Na Bolom is een centrum voor de studie van de Lacandon Indianen, dat in de 50’er jaren is opgezet door Frans en Trudy Blom, een Deens-Zwitsers echtpaar. Zij hebben hier een ontmoetingsplek ingericht, een uitgebreide bibliotheek opgezet, oral history vastgelegd, en een museumpje met informatie over deze stam, die geacht wordt rechtstreeks van de Mayas af te stammen. Bovendien heeft Trudy het leven van de Lacandon in zo’n 55.000 foto’s vastgelegd. De Lacandon zijn traditioneel gekleed in witte lange jurken, hebben lang sluik zwart haar, en maken een zeer vriendelijke indruk. Zij leefden diep in het woud en zijn nooit door de Spanjaarden beinvloed. In het centrum, dat in een oude Hacienda/convento gevestigd is zijn een paar eenvoudige kamers, en daar logeren we. Na Bolom heeft een hele prettige sfeer, we zijn net op tijd voor de avondmaaltijd, die gezamenlijk aan een lange tafel wordt genuttigd. Met ons zijn te gast Treuda, een Amerikaanse moeder met dochter Ramona van 6 en een dame Marty, die we voor de grootmoeder houden, maar een vriendin blijkt te zijn. Het is een aardige kennismaking. Zij zijn Californisch, en hebben de laatste 6 weken in Oaxaca gewoond. Ook aan tafel schuiven 3 Lacandon Indianen, die even in de stad zijn om wat van hun ambachtelijke producten te verkopen. Zij  hebben gratis onderdak in het centrum. Hoewel ik mijn best doe krijg ik niet veel contact, behalve wat vriendelijk geglimlach. Na het eten gaan we vrij snel naar onze kamer, waar we een lekker haardvuurtje aanmaken. Want aangezien San Cristobal boven de 2200 meter ligt is het ’s avonds best fris.

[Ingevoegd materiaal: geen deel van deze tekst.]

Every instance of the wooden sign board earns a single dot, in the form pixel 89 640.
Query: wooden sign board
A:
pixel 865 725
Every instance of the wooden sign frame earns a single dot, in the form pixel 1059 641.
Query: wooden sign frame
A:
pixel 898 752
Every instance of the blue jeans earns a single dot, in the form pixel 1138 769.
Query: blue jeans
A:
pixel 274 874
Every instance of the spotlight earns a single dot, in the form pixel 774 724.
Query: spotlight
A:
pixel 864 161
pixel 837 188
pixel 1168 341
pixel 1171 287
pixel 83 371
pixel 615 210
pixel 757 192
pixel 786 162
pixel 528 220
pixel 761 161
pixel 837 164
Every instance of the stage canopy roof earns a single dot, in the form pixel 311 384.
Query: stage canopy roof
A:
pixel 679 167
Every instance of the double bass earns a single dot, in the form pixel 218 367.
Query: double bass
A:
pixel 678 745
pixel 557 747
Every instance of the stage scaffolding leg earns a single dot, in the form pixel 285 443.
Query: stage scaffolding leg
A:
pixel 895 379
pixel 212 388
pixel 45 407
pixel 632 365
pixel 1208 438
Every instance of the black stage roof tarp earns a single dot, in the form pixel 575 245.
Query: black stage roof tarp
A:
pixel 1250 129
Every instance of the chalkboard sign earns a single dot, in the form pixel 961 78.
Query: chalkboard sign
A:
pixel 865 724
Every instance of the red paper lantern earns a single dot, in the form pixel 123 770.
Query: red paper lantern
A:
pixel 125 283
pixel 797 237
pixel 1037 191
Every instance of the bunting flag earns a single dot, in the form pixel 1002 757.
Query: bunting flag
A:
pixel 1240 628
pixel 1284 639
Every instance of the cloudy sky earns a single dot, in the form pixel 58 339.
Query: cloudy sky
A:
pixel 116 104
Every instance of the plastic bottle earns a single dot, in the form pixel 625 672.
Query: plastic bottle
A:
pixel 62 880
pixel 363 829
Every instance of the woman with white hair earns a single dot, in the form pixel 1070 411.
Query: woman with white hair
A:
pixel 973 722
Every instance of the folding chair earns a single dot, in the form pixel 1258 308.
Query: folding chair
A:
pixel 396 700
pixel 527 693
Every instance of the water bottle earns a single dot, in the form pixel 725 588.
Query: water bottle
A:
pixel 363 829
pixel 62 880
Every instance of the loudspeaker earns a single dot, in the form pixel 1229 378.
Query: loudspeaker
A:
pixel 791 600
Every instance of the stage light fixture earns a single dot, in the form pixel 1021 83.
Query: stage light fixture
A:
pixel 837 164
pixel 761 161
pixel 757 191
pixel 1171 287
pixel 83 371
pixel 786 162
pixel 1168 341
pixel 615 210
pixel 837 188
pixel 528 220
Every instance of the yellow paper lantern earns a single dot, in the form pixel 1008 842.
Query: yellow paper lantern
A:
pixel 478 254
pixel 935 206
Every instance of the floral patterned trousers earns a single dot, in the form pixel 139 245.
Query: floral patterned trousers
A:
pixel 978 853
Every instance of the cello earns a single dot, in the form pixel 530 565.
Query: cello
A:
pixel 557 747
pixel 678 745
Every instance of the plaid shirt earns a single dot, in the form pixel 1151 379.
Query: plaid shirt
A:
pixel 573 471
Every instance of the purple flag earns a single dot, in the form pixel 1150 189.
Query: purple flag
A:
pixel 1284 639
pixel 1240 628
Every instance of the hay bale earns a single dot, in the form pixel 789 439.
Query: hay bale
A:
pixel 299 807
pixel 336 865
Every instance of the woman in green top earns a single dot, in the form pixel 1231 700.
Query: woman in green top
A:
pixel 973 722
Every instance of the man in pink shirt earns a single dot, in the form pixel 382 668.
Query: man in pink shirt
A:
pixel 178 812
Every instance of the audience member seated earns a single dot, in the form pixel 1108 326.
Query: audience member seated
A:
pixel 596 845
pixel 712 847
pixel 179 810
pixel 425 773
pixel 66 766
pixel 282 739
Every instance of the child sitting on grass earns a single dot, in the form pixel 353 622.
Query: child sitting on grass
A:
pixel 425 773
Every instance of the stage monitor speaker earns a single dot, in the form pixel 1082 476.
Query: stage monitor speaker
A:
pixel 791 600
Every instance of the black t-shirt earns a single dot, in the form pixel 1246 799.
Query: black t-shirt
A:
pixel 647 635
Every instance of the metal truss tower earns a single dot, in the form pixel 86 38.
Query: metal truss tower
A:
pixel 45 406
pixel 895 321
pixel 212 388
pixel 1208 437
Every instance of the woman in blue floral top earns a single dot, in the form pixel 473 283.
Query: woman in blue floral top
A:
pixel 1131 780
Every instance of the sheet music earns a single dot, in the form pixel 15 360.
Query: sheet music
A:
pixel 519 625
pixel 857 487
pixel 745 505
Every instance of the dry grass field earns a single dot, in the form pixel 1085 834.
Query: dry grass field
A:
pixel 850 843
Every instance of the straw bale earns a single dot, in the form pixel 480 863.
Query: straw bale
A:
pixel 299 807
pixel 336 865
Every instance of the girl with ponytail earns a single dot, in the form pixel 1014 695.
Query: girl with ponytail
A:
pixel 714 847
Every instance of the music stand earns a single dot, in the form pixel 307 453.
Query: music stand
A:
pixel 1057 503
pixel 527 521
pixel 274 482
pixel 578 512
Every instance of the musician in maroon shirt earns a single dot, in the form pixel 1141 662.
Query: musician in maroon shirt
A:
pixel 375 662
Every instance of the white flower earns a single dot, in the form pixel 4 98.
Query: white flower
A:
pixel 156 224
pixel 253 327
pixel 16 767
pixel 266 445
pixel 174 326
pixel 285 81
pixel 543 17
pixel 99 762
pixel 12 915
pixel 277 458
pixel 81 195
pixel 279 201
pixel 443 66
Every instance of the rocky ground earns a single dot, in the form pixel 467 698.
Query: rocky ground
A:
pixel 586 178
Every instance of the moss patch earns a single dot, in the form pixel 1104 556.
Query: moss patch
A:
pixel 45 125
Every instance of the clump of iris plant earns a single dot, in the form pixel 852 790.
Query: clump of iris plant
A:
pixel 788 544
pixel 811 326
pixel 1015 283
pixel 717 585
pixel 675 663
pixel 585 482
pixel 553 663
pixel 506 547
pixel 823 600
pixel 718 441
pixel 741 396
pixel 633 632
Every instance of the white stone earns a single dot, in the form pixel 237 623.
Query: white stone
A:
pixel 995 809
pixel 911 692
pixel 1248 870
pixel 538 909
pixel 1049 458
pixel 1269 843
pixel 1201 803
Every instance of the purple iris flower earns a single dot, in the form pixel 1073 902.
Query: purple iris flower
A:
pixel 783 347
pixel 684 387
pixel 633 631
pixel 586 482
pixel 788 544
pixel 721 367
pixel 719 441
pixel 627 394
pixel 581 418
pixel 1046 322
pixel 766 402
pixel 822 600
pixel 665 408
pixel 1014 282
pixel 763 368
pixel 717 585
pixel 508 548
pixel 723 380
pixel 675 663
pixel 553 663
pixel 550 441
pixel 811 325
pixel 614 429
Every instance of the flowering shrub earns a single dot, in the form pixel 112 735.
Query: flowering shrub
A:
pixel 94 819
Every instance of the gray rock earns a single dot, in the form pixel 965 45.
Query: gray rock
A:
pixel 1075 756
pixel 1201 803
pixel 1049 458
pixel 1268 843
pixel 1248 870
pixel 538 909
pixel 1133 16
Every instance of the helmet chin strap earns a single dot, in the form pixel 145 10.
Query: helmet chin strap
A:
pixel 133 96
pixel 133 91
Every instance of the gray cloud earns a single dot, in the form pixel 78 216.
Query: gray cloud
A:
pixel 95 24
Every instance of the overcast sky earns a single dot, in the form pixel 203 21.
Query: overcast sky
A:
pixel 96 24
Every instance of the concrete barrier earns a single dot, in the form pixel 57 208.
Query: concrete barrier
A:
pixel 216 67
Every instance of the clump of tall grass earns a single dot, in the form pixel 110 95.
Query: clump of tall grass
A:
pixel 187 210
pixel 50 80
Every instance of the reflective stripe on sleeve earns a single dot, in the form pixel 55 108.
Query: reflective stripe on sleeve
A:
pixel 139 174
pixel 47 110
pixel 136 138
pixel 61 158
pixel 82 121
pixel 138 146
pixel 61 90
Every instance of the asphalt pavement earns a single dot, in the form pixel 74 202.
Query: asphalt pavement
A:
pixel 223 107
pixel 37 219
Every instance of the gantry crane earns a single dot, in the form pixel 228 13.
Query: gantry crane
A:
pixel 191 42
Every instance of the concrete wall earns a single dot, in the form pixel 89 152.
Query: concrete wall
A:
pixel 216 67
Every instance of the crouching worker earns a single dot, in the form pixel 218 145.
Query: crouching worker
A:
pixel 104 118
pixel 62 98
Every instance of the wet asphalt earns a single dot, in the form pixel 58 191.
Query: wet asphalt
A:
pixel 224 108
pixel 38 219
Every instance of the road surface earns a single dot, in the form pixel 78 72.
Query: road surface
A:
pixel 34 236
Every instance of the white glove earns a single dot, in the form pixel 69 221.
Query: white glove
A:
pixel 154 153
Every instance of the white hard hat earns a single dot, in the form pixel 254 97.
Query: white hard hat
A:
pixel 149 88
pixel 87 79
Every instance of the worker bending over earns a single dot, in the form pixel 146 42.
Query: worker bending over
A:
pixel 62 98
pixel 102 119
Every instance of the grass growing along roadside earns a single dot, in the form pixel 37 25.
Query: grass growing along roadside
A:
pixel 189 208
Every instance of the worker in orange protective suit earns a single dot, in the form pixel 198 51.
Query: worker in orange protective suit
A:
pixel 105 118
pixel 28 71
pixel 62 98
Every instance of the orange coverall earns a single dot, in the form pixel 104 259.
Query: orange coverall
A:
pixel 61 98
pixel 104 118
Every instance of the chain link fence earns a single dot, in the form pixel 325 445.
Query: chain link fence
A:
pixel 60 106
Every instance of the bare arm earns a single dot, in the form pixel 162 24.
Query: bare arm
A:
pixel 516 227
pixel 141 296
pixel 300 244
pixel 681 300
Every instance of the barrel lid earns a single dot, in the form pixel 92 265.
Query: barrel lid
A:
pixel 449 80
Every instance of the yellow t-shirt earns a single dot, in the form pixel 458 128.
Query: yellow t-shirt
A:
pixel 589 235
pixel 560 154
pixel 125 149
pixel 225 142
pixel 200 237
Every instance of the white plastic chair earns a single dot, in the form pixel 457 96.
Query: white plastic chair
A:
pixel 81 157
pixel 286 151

Ik schuif aan de overkant van de straat aan in een internetcafé en regel nog telefonisch ons vervolg-vervoer naar Palenque.

 

 

 

 

Donderdag wandelen we door San Cristobal, we gaan naar de Zacalo, het grote plein, en vervolgens naar een mooie ambachtsmarkt, waar de indianen hangmatten, haarbanden, houtsnijwerk, jurken en kleden verkopen. Na de lunch gaan we via de geweldige voedselmarkt naar een centrum voor Maya-geneeskunde. De markt is een feest van kleuren, allerlei fruit, bloemen, kippen en kalkoenen–geslacht en ongeslacht-, vis en vlees ligt ongekoeld op een bananenblad, manden met verse rode pepers, en mobiele telefoontjes. Het farmacie centrum valt een beetje tegen, omdat er helaas geen ‘life’ uitleg is. Een aardige kruidentuin, waarin we een flink aantal planten herkennen uit onze homeopathische methodes, en een paar nieuwe zien. Het leukste is een film over een bevalling op zijn indiaans. Het wordt hier geregeld door een vroedvrouw, de moeder krijgt bouillon te drinken met kruiden, er wordt wierook gebrand om haar te helpen ontspannen en een zwarte kip wordt over haar buik gezwierd om de boze geesten weg te houden. Als het moment daar is gaat ze op haar knieën zitten, en terwijl ze met haar armen aan de nek van haar man hangt perst ze het kind er uit. De nageboorte wordt met een ritueel begraven in een diep gat.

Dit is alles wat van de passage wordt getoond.